On Thursday, Donald Trump withdrew the United States from the Paris Climate Accord.

He did so despite the fact that the worldwide agreement had been signed by 197 nations and ratified by 147.

The United States joins Nicaragua and Syria as the only countries that will not be part of this agreement.

The Paris Climate Accord’s the United States objective was to reduce its greenhouse gases emissions 17 % below 2005 levels by 2020 and 26 to 28% by 2025. The United States had also committed to spending two to three billion dollars to finance international climate efforts.

The United States was the second largest contributor of greenhouse gases behind China which also joined in the agreement.

Almost every major industrial nation that was part of the problem agreed to meet certain targets to reduce the greenhouse gases that were causing the worth to warm and the polar ice caps to melt and more extreme weather to occur.

Thirty CEO’s of major corporations, urged Trump in an open letter published in the Wall Street Journal, to remain part of the agreement such as Nike, DuPont, Cargill, General Electric, Corning and EBay signing an open letter in support of that position.

During Trump’s visit to the Vatican, Pope Francis made a personal appeal to him and presented him with his 2015 encyclical on climate change.

Trump’s justification for this move rests, as usual, on a number of false premises.

He contends that the Agreement is unfair to the United States and he can renegotiate a better one.
He can’t.

There is no mechanism for him to renegotiate the Agreement with the 197 countries that have signed it and the 147 that have ratified it.

The European Union has announced that it will not renegotiate the Agreement with Trump but will bypass the Administration and deal directly with the states to meet the benchmarks to reduce greenhouse gas emission.

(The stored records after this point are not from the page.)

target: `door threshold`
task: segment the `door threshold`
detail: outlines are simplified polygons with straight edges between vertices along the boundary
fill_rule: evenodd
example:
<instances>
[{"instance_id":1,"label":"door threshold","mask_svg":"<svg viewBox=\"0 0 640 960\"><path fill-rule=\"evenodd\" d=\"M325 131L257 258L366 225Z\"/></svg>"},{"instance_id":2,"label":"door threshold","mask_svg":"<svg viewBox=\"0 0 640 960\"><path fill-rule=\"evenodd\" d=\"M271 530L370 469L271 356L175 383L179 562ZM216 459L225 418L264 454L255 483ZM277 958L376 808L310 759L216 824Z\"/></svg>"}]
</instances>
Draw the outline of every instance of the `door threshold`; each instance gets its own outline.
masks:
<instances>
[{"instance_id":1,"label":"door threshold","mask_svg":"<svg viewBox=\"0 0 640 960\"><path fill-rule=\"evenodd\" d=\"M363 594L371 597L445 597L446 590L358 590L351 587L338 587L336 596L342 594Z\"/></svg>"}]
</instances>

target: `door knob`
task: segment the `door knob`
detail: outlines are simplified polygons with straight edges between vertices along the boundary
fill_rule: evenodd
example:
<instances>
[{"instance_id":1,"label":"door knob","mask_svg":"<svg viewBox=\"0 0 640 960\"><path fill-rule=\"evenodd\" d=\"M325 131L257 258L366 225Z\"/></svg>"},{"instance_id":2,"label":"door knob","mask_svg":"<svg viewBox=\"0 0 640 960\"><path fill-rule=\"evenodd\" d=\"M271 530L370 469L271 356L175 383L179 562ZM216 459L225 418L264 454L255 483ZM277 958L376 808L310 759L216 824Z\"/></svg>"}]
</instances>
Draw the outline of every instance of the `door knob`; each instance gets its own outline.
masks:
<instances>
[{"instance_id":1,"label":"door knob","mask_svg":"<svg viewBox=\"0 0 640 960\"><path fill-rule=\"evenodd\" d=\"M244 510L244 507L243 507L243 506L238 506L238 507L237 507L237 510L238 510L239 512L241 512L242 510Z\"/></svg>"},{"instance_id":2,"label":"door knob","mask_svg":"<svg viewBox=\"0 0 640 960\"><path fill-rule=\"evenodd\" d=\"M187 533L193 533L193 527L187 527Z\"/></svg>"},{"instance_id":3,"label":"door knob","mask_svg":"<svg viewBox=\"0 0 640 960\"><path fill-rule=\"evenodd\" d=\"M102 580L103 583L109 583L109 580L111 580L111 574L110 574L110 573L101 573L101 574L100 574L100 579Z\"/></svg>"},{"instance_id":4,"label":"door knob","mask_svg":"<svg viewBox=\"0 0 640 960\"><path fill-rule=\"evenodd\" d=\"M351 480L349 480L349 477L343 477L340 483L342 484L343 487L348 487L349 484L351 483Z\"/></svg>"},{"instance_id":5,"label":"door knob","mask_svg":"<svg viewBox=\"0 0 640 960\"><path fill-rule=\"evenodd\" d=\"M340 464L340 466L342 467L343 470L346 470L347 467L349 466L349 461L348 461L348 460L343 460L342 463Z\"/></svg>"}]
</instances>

Consistent with that strategy, seven states, California, New York, Washington, Massachusetts, Vermont, Connecticut and Rhode Island have joined together in pledging to reduce their emissions. They comprise 15% of the country’s emissions. Two of the Governors are Republicans. Don’t be surprised if more states choose to join them.

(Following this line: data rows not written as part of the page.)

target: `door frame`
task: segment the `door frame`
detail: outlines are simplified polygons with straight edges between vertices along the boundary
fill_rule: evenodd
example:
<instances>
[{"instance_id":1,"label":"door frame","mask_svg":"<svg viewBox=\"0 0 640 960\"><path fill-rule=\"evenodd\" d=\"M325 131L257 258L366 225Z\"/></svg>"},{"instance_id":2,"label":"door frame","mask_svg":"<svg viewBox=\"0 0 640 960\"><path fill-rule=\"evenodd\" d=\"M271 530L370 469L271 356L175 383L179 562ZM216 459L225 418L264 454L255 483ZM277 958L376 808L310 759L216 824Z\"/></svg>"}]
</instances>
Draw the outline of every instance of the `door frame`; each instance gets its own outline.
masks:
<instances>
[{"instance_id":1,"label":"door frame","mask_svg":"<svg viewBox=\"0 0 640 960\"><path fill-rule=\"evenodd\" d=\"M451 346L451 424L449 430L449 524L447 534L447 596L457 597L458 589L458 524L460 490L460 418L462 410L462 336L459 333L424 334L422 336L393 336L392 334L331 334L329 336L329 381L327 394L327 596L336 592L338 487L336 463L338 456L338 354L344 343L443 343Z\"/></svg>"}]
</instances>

He contends that China and India will be permitted to build hundreds of additional coal plants and we will not be allowed to.

This is false. The Agreement is nonbinding and each nation sets its own targets.

Trump has cited additional false arguments on this issue which are too numerous to enumerate here.

The United States withdrawal from the Paris Accord has a number of far-reaching consequences.

It could encourage major greenhouse gas polluters like China and India to also exit the Agreement although at present they remain committed to it.

It leaves China as the dominant force internationally on this issue and, along with other Trump pronouncements like his skepticism on NATO results in our historical western European allies to doubt our commitment to their security.

It will certainly embolden both China and Russia to be more assertive in their efforts to dominate world affairs.

In the wake of this decision it is apparent that there has been a power shift within the Trump circle once again.

Those more “moderate voices” that seemed to be restraining Trump’s worst impulses on a whole host of important issues have been shut out and Steve Bannon and his alt-right coterie have triumphed again.

The news media appears to be in a frenzy to have someone in the Administration declare whether Trump is a “climate change denier” who believes climate change and global warming is a hoax.

The silliness of this line of questioning couldn’t be more apparent.

After all, if Trump believed in climate change and global warming, he wouldn’t have appointed Scott Pruitt, a brainless and shameless shill for the oil and gas industry as the Director of the Environmental Protection Agency.

What Trump, Pruitt, Bannon and others in the Administration have accomplished by this action is that they have made themselves irrelevant on an issue of international importance.

That will allow them more time to ponder more important and critical issues.

Like whether the Earth is truly flat.